Amgen on Sunday reported its first results from an early-stage trial of AMG 145 in patients with high cholesterol also taking statins, and impressive findings were seen in those getting injections every two weeks or every month.

In the 51-patient study, patients receiving monthly injections of AMG 145 and taking low to moderate doses of statins had up to a two-thirds reduction in LDL cholesterol by the eighth week of the study.

"We gave two doses four weeks apart and at the eighth week there was minimal tapering off" of the drug's potency, Clapton Dias, Amgen's medical services director, said in an interview. "The 66-percent reduction of LDL was maintained."

In patients receiving injections of AMG 145 every two weeks in combination with low to moderate doses of statins, LDL reductions of up to 75 percent were seen after six weeks, Amgen said.

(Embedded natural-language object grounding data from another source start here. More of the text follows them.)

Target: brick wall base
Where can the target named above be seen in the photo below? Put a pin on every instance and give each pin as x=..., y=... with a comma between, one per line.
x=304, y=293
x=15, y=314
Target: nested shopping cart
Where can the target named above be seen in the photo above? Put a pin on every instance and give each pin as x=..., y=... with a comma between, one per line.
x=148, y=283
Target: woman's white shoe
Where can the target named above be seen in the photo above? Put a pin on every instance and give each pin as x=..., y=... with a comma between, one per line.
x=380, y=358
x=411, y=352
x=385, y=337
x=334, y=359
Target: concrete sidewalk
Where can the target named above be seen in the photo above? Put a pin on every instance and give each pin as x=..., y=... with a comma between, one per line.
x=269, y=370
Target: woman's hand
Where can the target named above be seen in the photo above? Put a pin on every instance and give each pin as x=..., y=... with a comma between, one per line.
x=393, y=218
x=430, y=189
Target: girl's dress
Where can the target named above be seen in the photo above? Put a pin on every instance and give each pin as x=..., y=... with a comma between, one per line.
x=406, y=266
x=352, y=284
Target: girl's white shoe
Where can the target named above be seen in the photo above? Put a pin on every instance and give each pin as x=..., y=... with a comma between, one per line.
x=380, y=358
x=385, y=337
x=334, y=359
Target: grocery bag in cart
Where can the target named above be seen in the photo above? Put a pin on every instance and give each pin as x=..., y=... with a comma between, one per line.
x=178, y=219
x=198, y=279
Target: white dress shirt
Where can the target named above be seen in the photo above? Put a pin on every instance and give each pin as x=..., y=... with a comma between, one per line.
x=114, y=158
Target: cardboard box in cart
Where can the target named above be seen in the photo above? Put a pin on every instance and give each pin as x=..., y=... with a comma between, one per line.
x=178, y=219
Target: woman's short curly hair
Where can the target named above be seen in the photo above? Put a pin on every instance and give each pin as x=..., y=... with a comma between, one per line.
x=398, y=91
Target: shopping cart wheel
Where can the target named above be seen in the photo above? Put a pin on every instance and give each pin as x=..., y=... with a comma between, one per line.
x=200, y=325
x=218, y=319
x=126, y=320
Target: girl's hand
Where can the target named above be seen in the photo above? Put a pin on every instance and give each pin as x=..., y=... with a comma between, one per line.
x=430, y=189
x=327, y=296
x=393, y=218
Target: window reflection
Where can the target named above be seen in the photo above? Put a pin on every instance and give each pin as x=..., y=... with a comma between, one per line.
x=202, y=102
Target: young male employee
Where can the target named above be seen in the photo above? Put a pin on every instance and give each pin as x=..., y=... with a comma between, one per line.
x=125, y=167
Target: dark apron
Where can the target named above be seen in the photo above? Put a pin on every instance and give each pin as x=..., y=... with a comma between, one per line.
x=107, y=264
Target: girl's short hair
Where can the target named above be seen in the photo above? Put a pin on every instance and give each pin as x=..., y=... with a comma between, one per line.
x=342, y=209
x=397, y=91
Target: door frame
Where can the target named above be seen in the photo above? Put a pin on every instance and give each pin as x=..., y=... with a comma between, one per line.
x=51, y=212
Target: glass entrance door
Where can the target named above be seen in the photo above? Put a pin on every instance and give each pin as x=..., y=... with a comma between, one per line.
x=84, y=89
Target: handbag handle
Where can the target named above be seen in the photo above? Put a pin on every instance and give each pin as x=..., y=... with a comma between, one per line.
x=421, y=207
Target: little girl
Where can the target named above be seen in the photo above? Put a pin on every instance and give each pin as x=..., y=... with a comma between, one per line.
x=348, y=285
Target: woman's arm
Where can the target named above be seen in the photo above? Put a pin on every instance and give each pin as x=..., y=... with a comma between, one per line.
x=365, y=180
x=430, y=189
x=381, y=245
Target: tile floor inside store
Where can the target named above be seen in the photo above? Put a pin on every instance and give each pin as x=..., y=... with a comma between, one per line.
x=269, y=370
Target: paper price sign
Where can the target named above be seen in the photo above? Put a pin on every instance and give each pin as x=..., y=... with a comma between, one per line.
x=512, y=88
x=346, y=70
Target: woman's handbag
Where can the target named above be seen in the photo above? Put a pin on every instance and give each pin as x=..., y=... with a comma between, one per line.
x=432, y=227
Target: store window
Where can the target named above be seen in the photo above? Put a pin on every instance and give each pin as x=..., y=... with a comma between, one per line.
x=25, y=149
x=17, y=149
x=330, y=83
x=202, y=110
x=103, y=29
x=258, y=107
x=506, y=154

Those taking the Amgen drug every two weeks in combination with high doses of statins had LDL reductions of up to 63 percent.

Data from the Phase 1 study were presented at the annual scientific sessions of the American College of Cardiology being held in Chicago.

Researchers on Monday are slated to release the full data from a Phase II study of REGN 727, and the findings will better enable investors to size up the pros and cons of the rival therapies.

Neither drug has shown any serious side effects so far in clinical trials.

Dias said the ability of drugs like AMG 145 to slash LDL beyond decreases attributed to statins such as Pfizer Inc's Lipitor could help enable millions of heart patients to finally get their cholesterol levels tightly controlled.

"A good 60 percent of high-risk patients in the United States are unable to meet their aggressive goals of getting LDL levels down" to target levels, Dias said, making them prime candidates for AMG 145 if it continues to do well in trials and is approved.